**Ampere’s Law** is an integral part of the concept of **electromagnetism** and is also known as **Ampère’s circuital law**.

Ampère’s law is an alternative expression of Biot Savart Law.

Index

**History**

The Ampere’s law was first discovered by French physicist *André-Marie Ampère* in *1826*. This law’s final equation was derived by Scottish scientist *James Clerk Maxwell** *in *1861*.

In 1865, Maxwell generalized the equation to apply to time-varying currents by adding the displacement current term.

This modern form of the law, sometimes, is also referred to as **Ampère-Maxwell law**.

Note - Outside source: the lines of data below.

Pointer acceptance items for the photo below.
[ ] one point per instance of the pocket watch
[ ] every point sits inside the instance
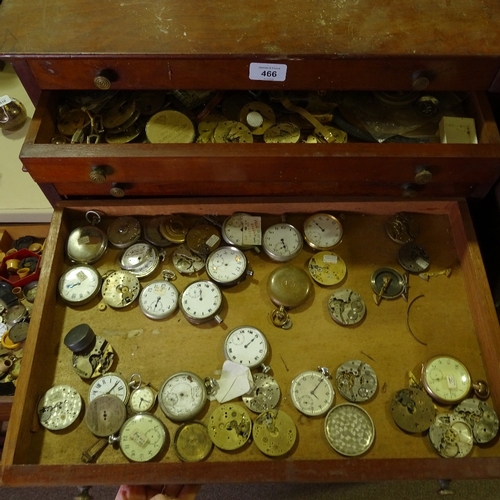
(141, 259)
(322, 231)
(59, 407)
(227, 266)
(110, 383)
(142, 397)
(124, 231)
(185, 261)
(87, 244)
(105, 415)
(446, 379)
(312, 392)
(159, 299)
(246, 345)
(79, 284)
(182, 396)
(346, 307)
(282, 242)
(142, 437)
(201, 301)
(120, 289)
(327, 268)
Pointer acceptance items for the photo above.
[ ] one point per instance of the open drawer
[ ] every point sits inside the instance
(455, 316)
(138, 170)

**Ampere’s Law Explained**

This law defines a relationship between the **current** through a closed loop and the **magnetic field** created around it.

**Statement**

**Ampere’s Law Statement**

*“For any closed path, the line integral of the component of magnetic field tangent in the direction of the path element is equal to the permeability times the electric current enclosed in the loop.”*

The direction of the magnetic field can be visualised using the **Right-Hand Rule**: *Point the thumb in the direction of the current, and the fingers curl in the direction of the magnetic field loops* *created by it*.

**Equation**

\(\large{\oint \overrightarrow{B}.\overrightarrow{ds} = \mu_0 I}\)
Where,

\(B\) – Magnetic field at position \(ds\),

\(ds\) – Component of the path length, s

\(\mu_0\) – Permeability of vacuum,

\(I\) – Current through the closed loop

It depicts that on continuous passage of current through the closed loop, a magnetic field is created around the conductor.

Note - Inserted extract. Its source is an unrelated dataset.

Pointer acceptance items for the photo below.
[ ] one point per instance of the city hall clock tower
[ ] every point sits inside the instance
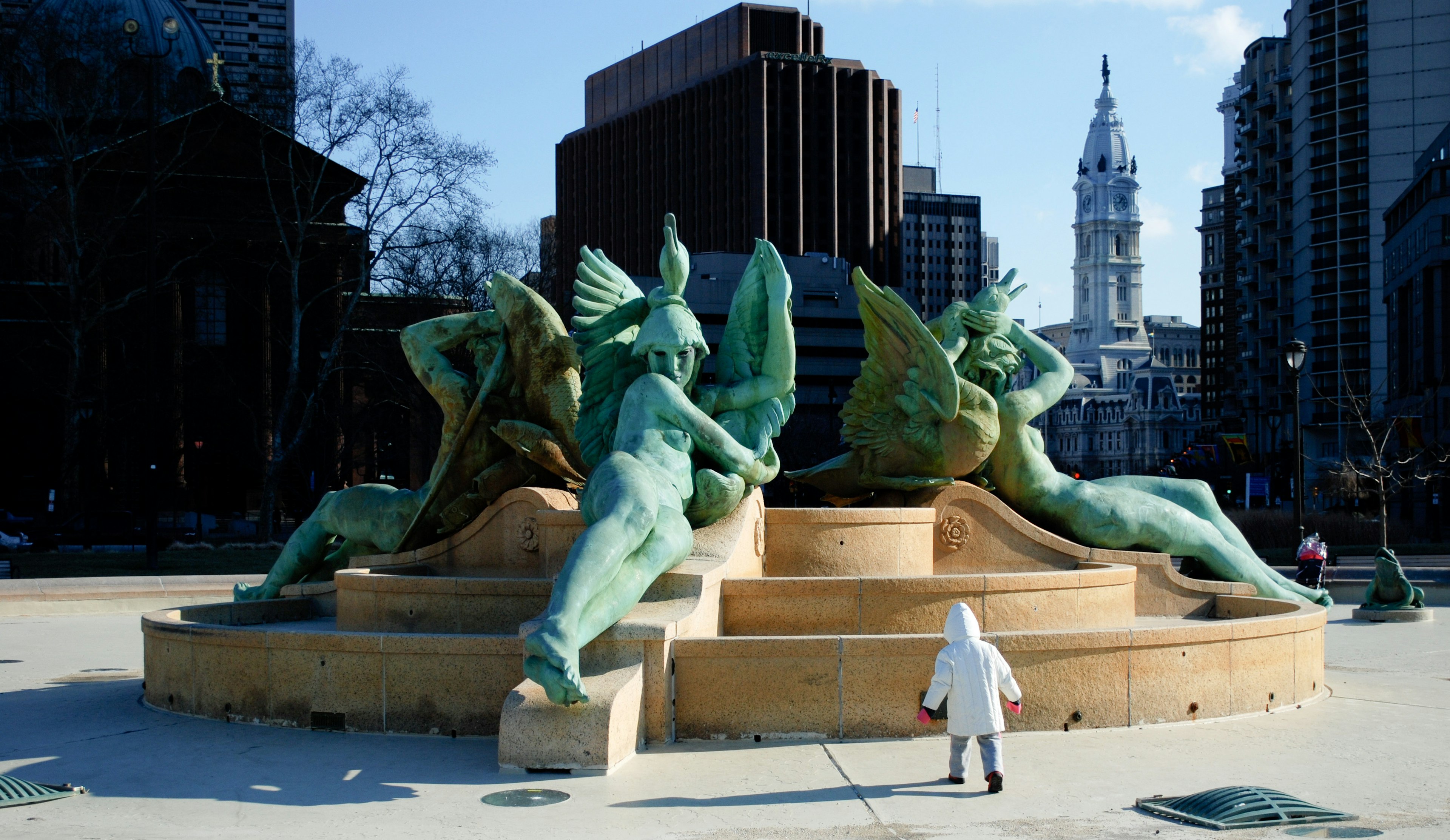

From the equations we can see that:

- The total magnetic field varies, upon varying the current flowing through a closed path.
- If the magnetic field is known, the current flowing through the closed loop can be calculated by integrating the magnetic field at each point/position of the loop.
- \(\oint \overrightarrow{B}.\overrightarrow{ds} = 0\) doesn’t necessarily mean that the magnetic field is zero, but that the current flow is zero.

There are certain conditions to apply Ampere’s law:

- The current flowing through the closed loop needs to be steady.
- Only currents crossing the area inside the loop path are taken into account and have some contribution to the magnetic field.
- Currents have to be taken with their algebraic signs (
*those going “out” of the surface are positive, those going “in” are negative*) – use the right hand’s rule to determine directions and signs.

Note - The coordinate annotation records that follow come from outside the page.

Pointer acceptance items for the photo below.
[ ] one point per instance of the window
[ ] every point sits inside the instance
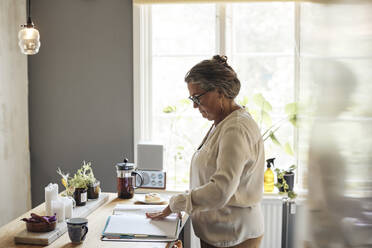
(259, 40)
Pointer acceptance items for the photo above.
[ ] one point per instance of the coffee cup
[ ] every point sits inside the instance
(77, 229)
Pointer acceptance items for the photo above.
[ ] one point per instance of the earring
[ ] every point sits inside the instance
(221, 107)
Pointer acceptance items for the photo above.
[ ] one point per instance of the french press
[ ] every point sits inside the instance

For circular loops, \(\oint \overrightarrow{ds}\) becomes \(2\pi r\) where **r** is the radius of the circular loop.

Hence the equation becomes,

\(B.2 \pi r = \mu_0 I\)

\(∴ B = \frac{\mu_0 I}{2\pi r}\)

**Applications of Ampere’s Law**

- The main application is
**calculating the magnetic field**generated by an electric current, which is used in**electromagnets**,**motors**,**generators**,**transforms**etc. - It is also applied
**in place of Biot Savart law**, since Ampere’s law simplifies calculation by using symmetry.

**Ampere’s Law Examples**

**Question 1. **Find the current in a long straight wire that would produce a magnetic field twice the strength of the Earth’s at a distance of 5.0cm from the wire.(Magnetic field of Earth = \(5.0⨯10^{-5} T\), \(\mu_0 = 4 \pi ⨯10^{-7} T m/A\))

**Solution.** According to the question,

B_{wire} = 2⨯B_{earth}**∴** B_{wire} = 10⨯10^{-5} T = 1⨯10^{-4} T

r = 5.0 cm

We know,

\( I = \frac{2 \pi r B}{\mu_0} = \frac{2 \pi (5.0⨯10^{-2})(1⨯10^{-1}T)}{4 \pi ⨯10^{-7}Tm/A}\)

\(∴ I = 25 A\)

**Question 2. **Find the magnetic flux density of a finite length conductor of radius 15cm and current 5A in air( in 10^{-6} order).

**Solution. **Given,

I = 5 A

R = 15 cm** **

As,

\(B = \frac{mu_0 I}{2 \pi r}\)

\(B = \frac{4 \pi ⨯10^{-7}⨯3}{2 \pi ⨯0.12}\)

\(∴ B = 5⨯10^{-6}T\)

**FAQs**

**What is Ampere’s Circuital law?**Ampere’s circuital law can be written as the line integral of the magnetic field surrounding closed-loop equals permeability times the algebraic sum of currents passing through the loop.

**How did Maxwell modify Ampere’s law?**Maxwell modified Ampere’s law to include time-varying electric fields. He assumed there was some current, known as displacement current, present between the plates of the capacitor.

He changed the Ampere’s law by including the displacement current.

**What is the state of the magnetic field inside and outside the conductor?**The magnetic field is maximum inside the conductor and minimum outside the conductor.